While it is not surprising that El Nuevo Diario, which recently published altered photographs of marks on Volz's shoulders as if they were the genuine pictures presented at the farce of a trial presided over by Blanco, ignores the implications of the investigation into the ethically challenged Judge on Volz's appeal, their publication of the charges made by the President of the Supreme Court can only further call into question her decisions in the Volz case.

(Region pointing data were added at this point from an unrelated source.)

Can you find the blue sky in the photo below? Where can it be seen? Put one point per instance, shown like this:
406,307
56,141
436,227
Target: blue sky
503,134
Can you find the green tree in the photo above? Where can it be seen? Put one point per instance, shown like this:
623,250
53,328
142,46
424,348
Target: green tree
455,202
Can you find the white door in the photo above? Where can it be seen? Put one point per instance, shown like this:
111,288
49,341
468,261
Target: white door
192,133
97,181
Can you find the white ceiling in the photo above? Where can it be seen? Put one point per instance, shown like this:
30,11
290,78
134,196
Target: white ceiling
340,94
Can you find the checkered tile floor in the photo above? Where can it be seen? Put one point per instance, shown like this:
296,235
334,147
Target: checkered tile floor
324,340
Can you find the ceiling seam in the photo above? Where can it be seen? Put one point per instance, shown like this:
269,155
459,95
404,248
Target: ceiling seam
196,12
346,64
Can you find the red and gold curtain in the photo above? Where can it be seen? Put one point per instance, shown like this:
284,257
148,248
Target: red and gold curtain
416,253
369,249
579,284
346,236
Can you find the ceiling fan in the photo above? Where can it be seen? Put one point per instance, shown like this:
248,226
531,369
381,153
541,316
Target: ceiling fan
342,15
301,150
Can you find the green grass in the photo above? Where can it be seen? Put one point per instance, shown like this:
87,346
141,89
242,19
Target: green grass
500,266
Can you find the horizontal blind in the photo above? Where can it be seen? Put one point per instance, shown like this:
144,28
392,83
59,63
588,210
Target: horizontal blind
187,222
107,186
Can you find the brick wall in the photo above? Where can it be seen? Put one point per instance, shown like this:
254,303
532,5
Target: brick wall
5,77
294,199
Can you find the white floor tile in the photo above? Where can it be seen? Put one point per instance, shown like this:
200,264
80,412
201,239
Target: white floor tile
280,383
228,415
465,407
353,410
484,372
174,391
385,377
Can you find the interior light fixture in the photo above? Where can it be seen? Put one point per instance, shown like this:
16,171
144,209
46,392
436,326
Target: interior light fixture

Among the more questionable rulings made by Blanco in the Volz trial are:
  • Prohibiting at least seven alibi witnesses from testifying on the grounds that their testimony would be redundant
  • Dismissing cell phone and cell tower records that incontrovertibly supported Volz alibi on the grounds that the records could not indicate who was using the cell phone at the times noted despite accepting testimony from a prosecution witness who stated that she spoke to Volz on the phone in question
  • Dismissing testimony from at least one prosecution expert witness that excluded Volz as the perpetrator on the grounds that the expert was not credible
  • Dismissing testimony from the three alibi witnesses (including a highly respected Nicaraguan journalist) she did allow to testify on the grounds that they were not credible
  • Accepting as credible the unsteady, and apparently drunken, testimony of the man initially charged with the crime who was found with scratches to his penis and body but granted immunity in exchange for implicating Volz
Initially, it was speculated by many that Judge Blanco's bizarre rulings at Volz's trial were motivated by concerns for her safety. Shortly after the verdict, one of Volz's attorneys, Joe Reedy, an attorney with the law firm of Greenberg Traurig, suggested:
There has been a horrible murder, and the people want somebody to pay for it...If she was frightened for her life, or frightened for the safety of her family, in a community where they had wielded machetes and chased our client three blocks along with a U.S. Embassy official, it would have been understandable.
Given the allegations made by Supreme Court President Cuadra, it appears that Judge Blanco's motives in the Volz case may be less "understandable" than initially assumed.